Hello,
I'm trying to construct a query which will do some simple counts over a
table of events, and insert them in to a summary table.
The query I came up with looks something like
INSERT OVERWRITE TABLE activity
PARTITION(date_utc)
select count(1) views,
from impressions
where dt >= date_sub(to_date(from_unixtime(unix_timestamp())),1)
and dt < to_date(from_unixtime(unix_timestamp()))
group by d_theme;
This seemed to work fine, but I realized it was doing a full table scan,
and not using the partitions in "views" appropriately.
I set hive.mapred.mode=strict and the above query fails to run.
If I change the expressions in the where clause to literals, it works as I
would expect.
Can anyone help me figure out how to do what I want?

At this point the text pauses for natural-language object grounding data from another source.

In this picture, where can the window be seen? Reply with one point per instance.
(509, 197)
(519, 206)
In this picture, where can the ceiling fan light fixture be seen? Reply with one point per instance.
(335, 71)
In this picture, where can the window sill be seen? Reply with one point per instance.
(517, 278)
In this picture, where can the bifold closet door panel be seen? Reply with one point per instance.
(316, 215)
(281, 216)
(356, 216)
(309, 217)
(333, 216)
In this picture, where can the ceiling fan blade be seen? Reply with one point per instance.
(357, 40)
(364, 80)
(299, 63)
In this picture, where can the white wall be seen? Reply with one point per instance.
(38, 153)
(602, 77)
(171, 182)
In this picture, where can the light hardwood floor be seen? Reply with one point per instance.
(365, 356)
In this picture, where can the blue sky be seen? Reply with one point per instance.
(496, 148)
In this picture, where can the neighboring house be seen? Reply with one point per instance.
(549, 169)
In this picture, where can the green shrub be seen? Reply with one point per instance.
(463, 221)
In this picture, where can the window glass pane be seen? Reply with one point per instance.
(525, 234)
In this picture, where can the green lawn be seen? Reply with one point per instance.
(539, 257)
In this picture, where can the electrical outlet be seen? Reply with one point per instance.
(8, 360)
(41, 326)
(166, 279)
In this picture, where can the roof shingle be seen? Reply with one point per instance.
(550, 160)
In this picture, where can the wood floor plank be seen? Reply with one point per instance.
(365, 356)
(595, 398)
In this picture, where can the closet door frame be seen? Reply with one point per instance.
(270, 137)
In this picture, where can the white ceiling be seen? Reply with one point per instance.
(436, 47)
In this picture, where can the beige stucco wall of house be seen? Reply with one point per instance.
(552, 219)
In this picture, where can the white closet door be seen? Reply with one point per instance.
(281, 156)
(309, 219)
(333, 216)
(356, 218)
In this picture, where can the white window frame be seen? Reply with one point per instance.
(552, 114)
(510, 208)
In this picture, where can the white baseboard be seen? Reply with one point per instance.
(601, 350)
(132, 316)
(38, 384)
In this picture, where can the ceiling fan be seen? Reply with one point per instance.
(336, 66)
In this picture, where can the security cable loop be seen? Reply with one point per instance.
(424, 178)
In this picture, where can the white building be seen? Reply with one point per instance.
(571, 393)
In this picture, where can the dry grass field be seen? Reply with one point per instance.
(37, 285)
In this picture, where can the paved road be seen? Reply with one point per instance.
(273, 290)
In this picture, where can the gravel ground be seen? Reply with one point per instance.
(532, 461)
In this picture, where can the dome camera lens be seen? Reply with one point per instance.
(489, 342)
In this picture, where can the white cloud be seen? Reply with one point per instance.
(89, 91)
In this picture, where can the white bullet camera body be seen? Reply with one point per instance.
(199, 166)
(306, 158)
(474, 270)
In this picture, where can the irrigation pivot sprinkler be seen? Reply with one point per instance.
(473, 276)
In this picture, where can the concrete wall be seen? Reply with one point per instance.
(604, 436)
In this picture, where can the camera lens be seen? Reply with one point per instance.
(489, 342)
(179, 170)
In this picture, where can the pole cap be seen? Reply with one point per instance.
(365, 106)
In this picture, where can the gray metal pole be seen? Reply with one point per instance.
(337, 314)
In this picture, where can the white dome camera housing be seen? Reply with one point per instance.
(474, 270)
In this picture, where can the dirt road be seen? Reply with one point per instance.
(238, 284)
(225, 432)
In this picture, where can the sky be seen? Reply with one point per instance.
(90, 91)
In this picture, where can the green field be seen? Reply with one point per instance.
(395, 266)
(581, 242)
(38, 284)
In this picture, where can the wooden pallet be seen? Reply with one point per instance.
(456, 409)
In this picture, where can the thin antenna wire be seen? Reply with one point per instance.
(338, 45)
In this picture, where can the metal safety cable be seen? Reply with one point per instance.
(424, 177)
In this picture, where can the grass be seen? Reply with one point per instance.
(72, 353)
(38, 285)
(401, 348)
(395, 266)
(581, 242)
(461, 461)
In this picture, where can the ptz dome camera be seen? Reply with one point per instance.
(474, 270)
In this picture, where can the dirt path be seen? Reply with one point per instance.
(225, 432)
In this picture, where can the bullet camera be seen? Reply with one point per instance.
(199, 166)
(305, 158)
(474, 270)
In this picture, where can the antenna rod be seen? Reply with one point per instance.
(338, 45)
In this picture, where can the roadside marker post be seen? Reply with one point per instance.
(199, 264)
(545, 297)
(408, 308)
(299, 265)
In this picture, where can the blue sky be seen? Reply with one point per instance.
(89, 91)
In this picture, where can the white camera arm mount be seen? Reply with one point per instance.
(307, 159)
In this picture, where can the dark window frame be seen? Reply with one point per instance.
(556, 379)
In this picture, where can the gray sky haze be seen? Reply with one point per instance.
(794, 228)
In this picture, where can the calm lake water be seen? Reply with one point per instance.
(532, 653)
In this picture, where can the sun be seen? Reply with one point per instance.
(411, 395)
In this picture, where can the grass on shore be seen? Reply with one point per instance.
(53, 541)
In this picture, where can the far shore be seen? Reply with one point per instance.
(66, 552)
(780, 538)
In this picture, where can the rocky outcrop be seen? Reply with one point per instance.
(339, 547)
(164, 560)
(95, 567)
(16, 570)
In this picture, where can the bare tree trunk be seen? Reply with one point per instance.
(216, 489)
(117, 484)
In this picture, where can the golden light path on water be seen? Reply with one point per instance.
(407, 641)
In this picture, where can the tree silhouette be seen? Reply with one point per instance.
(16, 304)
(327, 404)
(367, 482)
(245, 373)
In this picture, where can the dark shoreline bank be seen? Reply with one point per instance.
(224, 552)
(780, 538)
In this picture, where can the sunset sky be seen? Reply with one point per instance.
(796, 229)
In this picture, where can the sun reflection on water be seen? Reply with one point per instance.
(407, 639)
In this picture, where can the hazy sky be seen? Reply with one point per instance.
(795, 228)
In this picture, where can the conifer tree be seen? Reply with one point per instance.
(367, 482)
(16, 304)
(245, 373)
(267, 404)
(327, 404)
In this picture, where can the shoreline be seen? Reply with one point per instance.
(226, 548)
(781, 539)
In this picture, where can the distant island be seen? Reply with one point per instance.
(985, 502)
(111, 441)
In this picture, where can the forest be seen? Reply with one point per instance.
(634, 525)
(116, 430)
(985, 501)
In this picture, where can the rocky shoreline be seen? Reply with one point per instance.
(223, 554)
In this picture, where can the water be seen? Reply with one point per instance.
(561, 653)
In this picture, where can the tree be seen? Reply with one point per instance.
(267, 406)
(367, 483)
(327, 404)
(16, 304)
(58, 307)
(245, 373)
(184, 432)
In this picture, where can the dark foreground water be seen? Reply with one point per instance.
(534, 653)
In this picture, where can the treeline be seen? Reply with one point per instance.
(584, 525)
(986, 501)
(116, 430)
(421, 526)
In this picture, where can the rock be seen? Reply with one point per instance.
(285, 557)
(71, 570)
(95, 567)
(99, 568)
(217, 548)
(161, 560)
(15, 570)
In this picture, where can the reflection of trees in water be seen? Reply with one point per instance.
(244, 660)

I put together a test script to illustrate my problem:
set hive.mapred.mode=strict;
set hive.optimize.ppd=true;
DROP TABLE IF EXISTS test_where_expr;
CREATE TABLE test_where_expr (
ts int
)
PARTITIONED BY ( dt STRING );
explain SELECT * from test_where_expr WHERE dt =
to_date(date_sub(from_unixtime(unix_timestamp()),1));
explain SELECT * from test_where_expr WHERE dt = '2012-06-01';
This is the output:
hive> set hive.mapred.mode=strict;
hive> set hive.optimize.ppd=true;
hive>
> DROP TABLE IF EXISTS test_where_expr;
OK
Time taken: 3.405 seconds
hive>
> CREATE TABLE test_where_expr (
> ts int
> )
> PARTITIONED BY ( dt STRING );
OK
Time taken: 0.189 seconds
hive>
> explain SELECT * from test_where_expr
> WHERE dt = to_date(date_sub(from_unixtime(unix_timestamp()),1));
FAILED: Error in semantic analysis: No partition predicate found for Alias
"test_where_expr" Table "test_where_expr"
hive>
> explain SELECT * from test_where_expr
> WHERE dt = '2012-06-01';
OK
ABSTRACT SYNTAX TREE:
(TOK_QUERY (TOK_FROM (TOK_TABREF (TOK_TABNAME test_where_expr)))
(TOK_INSERT (TOK_DESTINATION (TOK_DIR TOK_TMP_FILE)) (TOK_SELECT
(TOK_SELEXPR TOK_ALLCOLREF)) (TOK_WHERE (= (TOK_TABLE_OR_COL dt)
'2012-06-01'))))
STAGE DEPENDENCIES:
Stage-0 is a root stage
STAGE PLANS:
Stage: Stage-0
Fetch Operator
limit: -1
Time taken: 0.166 seconds
hive> hadoop@ip-10-68-190-136:~$ hive --version
Hive version 0.8.1.
hadoop@ip-10-68-190-136:~$ hadoop -version
java version "1.6.0_26"
Java(TM) SE Runtime Environment (build 1.6.0_26-b03)
Java HotSpot(TM) 64-Bit Server VM (build 20.1-b02, mixed mode)
Thanks,
--Matthew Hooker